Wen Liu of Flushing owns Upper Trans, an education company that teaches English and Mandarin to children and adults. Liu said he lost 99% of his customers once the pandemic hit New York in 2020.

Before the pandemic, she worked with a community center in Brooklyn, teaching nearly 80 students. Now Liu only has one or two students she works with remotely.

“Before the pandemic, I had no problem buying food or shopping sometimes,” Liu said. “I felt much better walking down the street and I never thought of being attacked in the metro station. But after the pandemic, it’s so scary. Financially, it’s a big loss. I have almost no income. And I don’t go out either for security reasons.

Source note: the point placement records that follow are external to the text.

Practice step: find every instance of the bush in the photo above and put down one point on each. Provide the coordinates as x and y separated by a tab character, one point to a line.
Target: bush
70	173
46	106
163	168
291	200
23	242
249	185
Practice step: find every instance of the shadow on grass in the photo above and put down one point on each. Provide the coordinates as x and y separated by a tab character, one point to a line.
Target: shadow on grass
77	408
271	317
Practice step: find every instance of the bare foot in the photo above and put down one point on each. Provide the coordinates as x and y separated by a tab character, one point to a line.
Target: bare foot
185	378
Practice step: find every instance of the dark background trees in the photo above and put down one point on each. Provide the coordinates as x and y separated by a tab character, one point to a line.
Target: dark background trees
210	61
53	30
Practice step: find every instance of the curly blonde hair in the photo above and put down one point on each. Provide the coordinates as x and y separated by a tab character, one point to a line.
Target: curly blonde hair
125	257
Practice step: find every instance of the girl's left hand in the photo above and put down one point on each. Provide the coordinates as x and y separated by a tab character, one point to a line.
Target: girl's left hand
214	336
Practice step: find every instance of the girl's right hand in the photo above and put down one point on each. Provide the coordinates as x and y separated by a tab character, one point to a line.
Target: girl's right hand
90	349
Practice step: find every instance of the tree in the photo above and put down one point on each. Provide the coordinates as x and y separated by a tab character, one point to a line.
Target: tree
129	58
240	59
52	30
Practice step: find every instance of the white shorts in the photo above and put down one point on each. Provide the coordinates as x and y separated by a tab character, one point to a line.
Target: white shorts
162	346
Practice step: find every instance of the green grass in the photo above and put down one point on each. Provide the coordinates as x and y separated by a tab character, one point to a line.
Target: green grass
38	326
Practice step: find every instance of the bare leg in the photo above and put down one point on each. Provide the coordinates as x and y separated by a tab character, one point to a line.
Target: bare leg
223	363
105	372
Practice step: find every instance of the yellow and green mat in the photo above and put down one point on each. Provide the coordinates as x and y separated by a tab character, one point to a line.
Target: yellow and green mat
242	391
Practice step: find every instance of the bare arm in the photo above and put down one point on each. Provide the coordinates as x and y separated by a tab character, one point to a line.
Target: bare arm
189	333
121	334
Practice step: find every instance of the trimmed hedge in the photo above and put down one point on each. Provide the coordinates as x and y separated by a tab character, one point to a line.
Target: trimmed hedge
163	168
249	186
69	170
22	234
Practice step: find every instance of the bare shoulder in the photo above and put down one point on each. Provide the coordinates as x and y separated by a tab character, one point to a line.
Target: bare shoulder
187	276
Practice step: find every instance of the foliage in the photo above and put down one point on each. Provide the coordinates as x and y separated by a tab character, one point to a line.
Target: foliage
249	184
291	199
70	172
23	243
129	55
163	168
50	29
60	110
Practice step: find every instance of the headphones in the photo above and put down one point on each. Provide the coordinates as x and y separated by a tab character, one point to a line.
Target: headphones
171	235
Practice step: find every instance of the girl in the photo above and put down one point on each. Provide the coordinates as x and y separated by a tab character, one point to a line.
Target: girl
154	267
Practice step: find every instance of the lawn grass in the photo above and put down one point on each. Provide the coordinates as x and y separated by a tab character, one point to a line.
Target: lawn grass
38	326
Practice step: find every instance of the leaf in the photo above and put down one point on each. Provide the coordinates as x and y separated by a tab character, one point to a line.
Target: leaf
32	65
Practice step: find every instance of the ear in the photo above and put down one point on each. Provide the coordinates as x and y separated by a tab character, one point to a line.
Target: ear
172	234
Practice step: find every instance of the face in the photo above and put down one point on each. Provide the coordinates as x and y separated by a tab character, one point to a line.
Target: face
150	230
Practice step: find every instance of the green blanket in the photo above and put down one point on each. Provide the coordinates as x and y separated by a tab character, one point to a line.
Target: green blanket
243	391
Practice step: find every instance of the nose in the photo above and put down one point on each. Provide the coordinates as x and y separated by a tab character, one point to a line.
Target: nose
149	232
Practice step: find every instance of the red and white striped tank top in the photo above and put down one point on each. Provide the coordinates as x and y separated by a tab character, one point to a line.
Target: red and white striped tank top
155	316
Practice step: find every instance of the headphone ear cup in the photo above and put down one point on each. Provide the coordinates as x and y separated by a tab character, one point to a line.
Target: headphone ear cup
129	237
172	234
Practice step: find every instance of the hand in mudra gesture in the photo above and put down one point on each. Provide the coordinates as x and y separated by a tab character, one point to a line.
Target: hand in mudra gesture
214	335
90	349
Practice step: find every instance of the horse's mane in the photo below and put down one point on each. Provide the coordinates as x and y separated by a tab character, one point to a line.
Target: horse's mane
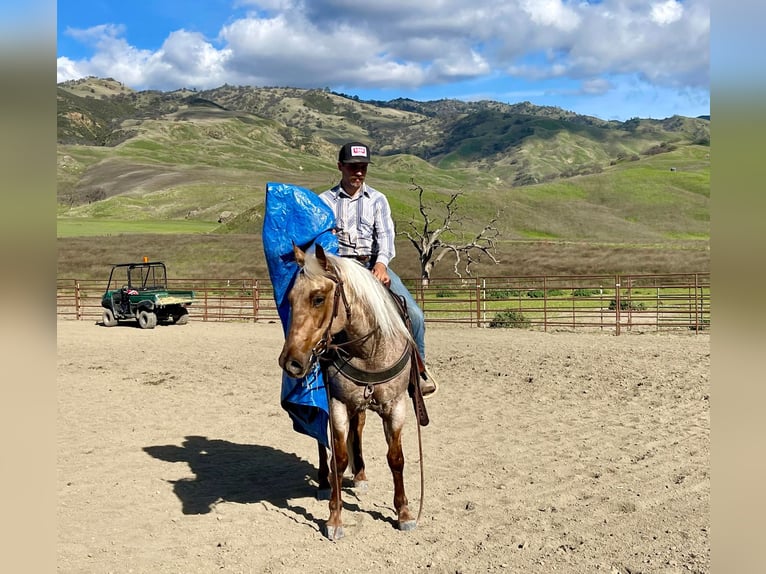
364	289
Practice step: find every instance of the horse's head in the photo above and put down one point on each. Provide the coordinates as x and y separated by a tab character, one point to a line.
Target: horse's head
314	310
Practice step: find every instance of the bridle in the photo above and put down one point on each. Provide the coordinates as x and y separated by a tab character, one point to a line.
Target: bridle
326	346
330	352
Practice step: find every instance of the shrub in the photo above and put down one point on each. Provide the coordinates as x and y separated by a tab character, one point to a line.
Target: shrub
540	293
512	319
502	294
626	305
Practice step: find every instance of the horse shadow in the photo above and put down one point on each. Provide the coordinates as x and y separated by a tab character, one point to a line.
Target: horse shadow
243	473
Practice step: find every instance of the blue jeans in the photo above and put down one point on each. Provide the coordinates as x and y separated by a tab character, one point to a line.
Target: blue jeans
416	313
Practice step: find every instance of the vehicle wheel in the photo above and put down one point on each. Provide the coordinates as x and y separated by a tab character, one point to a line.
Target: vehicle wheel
147	319
107	318
181	318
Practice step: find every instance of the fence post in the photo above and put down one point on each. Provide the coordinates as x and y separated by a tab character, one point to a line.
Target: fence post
477	290
256	300
204	287
77	311
545	304
617	303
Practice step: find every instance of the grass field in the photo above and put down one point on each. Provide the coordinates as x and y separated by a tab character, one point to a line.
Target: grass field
94	227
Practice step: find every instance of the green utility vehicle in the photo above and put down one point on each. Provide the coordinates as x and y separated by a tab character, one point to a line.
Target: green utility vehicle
139	291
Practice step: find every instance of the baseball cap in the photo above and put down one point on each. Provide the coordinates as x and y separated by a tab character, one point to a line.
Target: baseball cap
354	152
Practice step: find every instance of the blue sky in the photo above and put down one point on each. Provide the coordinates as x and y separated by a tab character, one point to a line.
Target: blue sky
613	59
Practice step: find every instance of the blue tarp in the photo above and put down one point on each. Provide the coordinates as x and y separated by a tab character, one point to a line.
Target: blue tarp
297	215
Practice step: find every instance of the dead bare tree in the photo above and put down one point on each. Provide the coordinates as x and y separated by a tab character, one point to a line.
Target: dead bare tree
428	237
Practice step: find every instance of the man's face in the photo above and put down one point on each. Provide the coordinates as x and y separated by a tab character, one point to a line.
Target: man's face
353	175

Liu referred to the multitude of Asian hate crimes that have swept the city. Most recently, an Asian woman attacked in Corona in November died after spending weeks in a medically induced coma. Liu even said she thinks the onslaught of racism amid the pandemic has affected her business as well.

“I have a degree in education, a master’s degree, but now I have no students,” Liu said. “I lost a lot”

As COVID-19 cases have trended downward, Mayor Eric Adams stuck by his decision to lift vaccination and mask mandates. He predicts there will be a big growth opportunity for small businesses in the city as regulations are lifted.

“I want to thank the millions of New Yorkers who got vaccinated to help stop the spread,” Adams said. “New York City numbers continue to drop day by day, so as long as the COVID indicators show a low level of risk and we don’t see any surprises this week, on Monday March 7, we will also be lifting the requirements. Key2NYC. This will give business owners time to adapt and allow us to ensure that we are making the best public health decisions for the people of New York.